Days after Mehta, who had resigned as vice-chancellor of the university two years back, chose to step down as professor, saying the founders made it "abundantly clear" that his association with the institution was a "political liability", Mukherjee wrote to faculty and students clearing the air.
"Today when the Founders are being attacked for trying to compromise and curtail academic autonomy and freedom of expression, I find it necessary as Chancellor and given my association with Ashoka from its inception, to state unambiguously that the Founders have never interfered with academic freedom: faculty members have been left free to construct their own courses, follow their own methods of teaching and their own methods of assessment," he wrote.
They, he said, have also been left free to carry out their own research and publications.
"There are only two points that the Founders have insisted upon. One, that Ashoka should not compromise on intellectual standards; and two, that the Foundation Courses should be integral to Ashoka's academic offering," he wrote on March 20.
Over 150 international academics have come out in support of Mehta in an open letter that described his resignation from Ashoka University as a "dangerous attack" on academic freedom. Former RBI governor and economist Raghuram Rajan too has expressed solidarity in a blog, saying, "Metha is a thorn in the side of the establishment".

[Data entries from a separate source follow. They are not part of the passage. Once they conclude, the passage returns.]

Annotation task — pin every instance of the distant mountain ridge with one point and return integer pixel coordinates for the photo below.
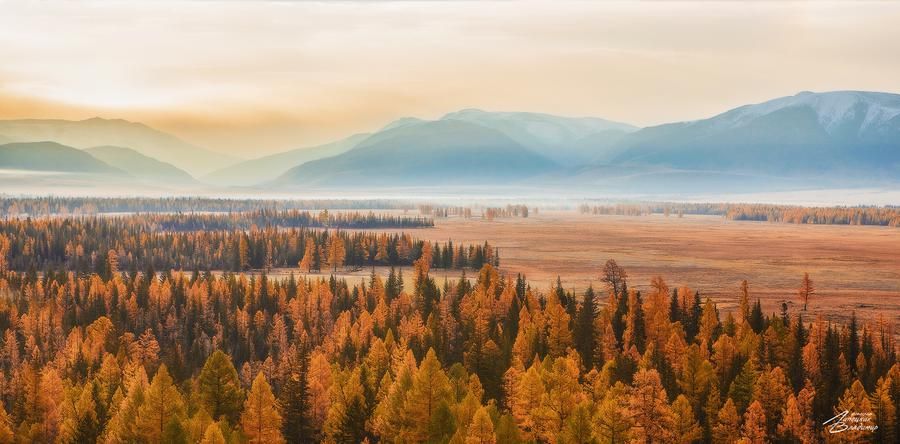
(52, 157)
(568, 141)
(808, 140)
(264, 169)
(842, 132)
(116, 132)
(431, 153)
(139, 165)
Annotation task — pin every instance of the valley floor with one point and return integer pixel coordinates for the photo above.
(853, 267)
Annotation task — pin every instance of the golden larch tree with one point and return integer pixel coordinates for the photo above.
(163, 403)
(754, 429)
(481, 430)
(806, 291)
(261, 421)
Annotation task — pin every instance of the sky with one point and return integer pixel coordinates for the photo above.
(250, 78)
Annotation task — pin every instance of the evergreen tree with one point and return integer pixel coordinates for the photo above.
(219, 387)
(294, 399)
(163, 403)
(261, 421)
(585, 339)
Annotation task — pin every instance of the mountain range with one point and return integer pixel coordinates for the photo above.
(808, 140)
(116, 132)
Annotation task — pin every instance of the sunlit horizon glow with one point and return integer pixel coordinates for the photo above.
(251, 78)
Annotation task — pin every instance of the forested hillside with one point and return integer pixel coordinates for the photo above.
(175, 357)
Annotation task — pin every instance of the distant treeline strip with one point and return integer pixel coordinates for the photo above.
(272, 218)
(39, 206)
(859, 215)
(98, 244)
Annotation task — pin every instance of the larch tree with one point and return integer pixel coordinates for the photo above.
(650, 411)
(754, 429)
(294, 400)
(686, 430)
(481, 430)
(430, 388)
(261, 421)
(559, 334)
(614, 276)
(855, 401)
(792, 423)
(744, 301)
(771, 390)
(806, 291)
(612, 421)
(728, 424)
(585, 338)
(885, 410)
(6, 433)
(577, 428)
(220, 388)
(163, 403)
(213, 435)
(309, 252)
(336, 252)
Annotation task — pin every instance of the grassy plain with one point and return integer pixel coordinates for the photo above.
(853, 267)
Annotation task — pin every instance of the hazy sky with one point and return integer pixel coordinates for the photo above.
(250, 77)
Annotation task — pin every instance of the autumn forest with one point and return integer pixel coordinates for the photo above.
(174, 327)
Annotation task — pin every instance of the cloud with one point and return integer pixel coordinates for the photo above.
(252, 77)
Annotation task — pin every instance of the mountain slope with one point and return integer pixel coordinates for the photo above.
(116, 132)
(51, 156)
(567, 140)
(810, 134)
(139, 165)
(251, 172)
(425, 154)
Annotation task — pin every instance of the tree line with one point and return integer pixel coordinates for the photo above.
(56, 205)
(175, 357)
(104, 244)
(839, 215)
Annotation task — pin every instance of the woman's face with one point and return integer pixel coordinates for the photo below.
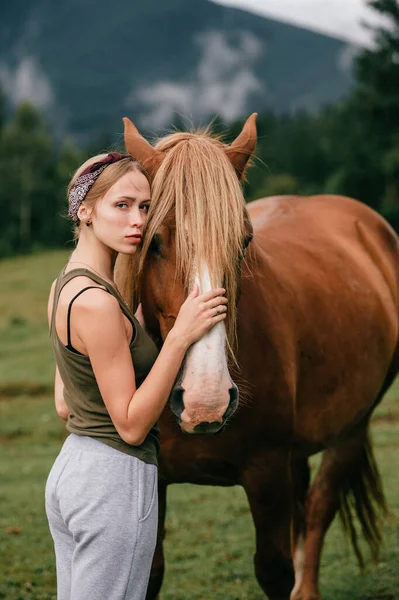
(119, 217)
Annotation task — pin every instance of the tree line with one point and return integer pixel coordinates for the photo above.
(351, 148)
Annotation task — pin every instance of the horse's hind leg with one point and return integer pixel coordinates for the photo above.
(158, 563)
(301, 480)
(347, 477)
(267, 483)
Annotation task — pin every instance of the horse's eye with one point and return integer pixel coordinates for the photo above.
(155, 245)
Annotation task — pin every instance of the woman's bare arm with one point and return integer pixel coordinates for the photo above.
(60, 405)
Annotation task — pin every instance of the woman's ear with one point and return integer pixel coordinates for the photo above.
(84, 214)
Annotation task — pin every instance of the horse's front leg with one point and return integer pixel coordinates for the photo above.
(268, 485)
(158, 562)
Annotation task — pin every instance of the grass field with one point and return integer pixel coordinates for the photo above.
(210, 536)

The university students union has given a strike call on March 22-23 over the resignation of Mehta and Arvind Subramanian, noted economists who resigned in solidarity with Mehta.
Ashoka University on Sunday acknowledged "lapses in institutional processes" and expressed "deep regret" at the recent events surrounding the resignations of political commentator Mehta and noted economist Subramanian from its faculty.
Meanwhile, Mehta wrote a letter to students, urging them to not "press" for his return, asserting that the circumstances that led to his resignation will not change in the foreseeable future.